Playcentre educates more than 7 percent of New Zealand’s pre-schoolers, yet receives less than one percent of the government’s funding for the early childhood education sector.
There are more than 420 playcentres in the country, with about a third serving rural areas.
Its national body, Playcentre Aotearoa, said it is those centres that are the most vulnerable.
General manager Sean McKinley said the Budget has given Playcentre a total increase of $3.1 million over four years.
“The $3.1 million we have received amounts to approximately $675,000 a year for our organisation, or $1685 per centre per year.
“We appreciate the new funding, but it comes after a long period of underfunding in which we received only a 3.1 percent total increase in funding over seven years.”

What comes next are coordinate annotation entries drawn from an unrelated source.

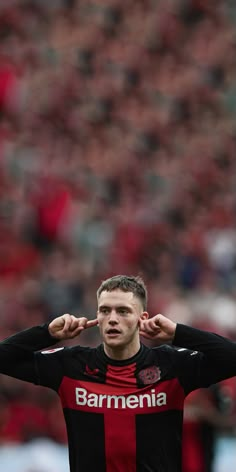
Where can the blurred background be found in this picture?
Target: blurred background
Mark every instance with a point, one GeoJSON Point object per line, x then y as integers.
{"type": "Point", "coordinates": [117, 155]}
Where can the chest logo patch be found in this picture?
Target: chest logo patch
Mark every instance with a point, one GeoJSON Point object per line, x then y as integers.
{"type": "Point", "coordinates": [150, 375]}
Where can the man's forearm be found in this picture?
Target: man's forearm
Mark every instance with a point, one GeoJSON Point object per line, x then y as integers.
{"type": "Point", "coordinates": [25, 342]}
{"type": "Point", "coordinates": [220, 351]}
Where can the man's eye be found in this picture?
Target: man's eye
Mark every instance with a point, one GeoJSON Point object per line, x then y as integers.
{"type": "Point", "coordinates": [122, 311]}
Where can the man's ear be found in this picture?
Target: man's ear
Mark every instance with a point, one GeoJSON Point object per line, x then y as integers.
{"type": "Point", "coordinates": [144, 315]}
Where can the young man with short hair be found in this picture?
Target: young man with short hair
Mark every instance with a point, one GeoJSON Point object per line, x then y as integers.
{"type": "Point", "coordinates": [122, 401]}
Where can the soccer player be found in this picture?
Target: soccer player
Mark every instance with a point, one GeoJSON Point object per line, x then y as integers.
{"type": "Point", "coordinates": [122, 401]}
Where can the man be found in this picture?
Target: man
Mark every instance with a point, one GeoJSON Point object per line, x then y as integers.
{"type": "Point", "coordinates": [122, 401]}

“We need significantly more than that. We’ve got over 400 centres, many of them in rural locations,” he told Morning Report.
McKinley said if Playcentre is to remain viable under its current funding, services will have to be cut.

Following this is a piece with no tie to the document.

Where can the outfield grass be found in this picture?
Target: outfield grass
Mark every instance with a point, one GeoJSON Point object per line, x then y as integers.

“This will involve making staff redundant, decreasing support for our volunteer workforce and, most likely, closing centres that we can no longer afford to subsidise in high need areas of the country.
“Families are feeling outraged by what they see as a lack of good faith on the part of the government.”
He said the movement plays an enormous role in the lives of tamariki, whānau and communities, and parents are prepared to fight for its survival.
“Last financial year we saw an increase of 16 percent in our membership numbers. we have very successful centres out there with waitlists that unfortunately, we cant run the sessions for those people because we are not able to pay the staff.”
It was about being able to provide the Playcentre option for parents, McKinley said.
Education Minister Chris Hipkins said Playcentre hadn’t had a funding increase since 2006, “so we do know they are experiencing some financial difficulties”.
But Playcentres are dealing with a complex situation – households with both parents going off to work.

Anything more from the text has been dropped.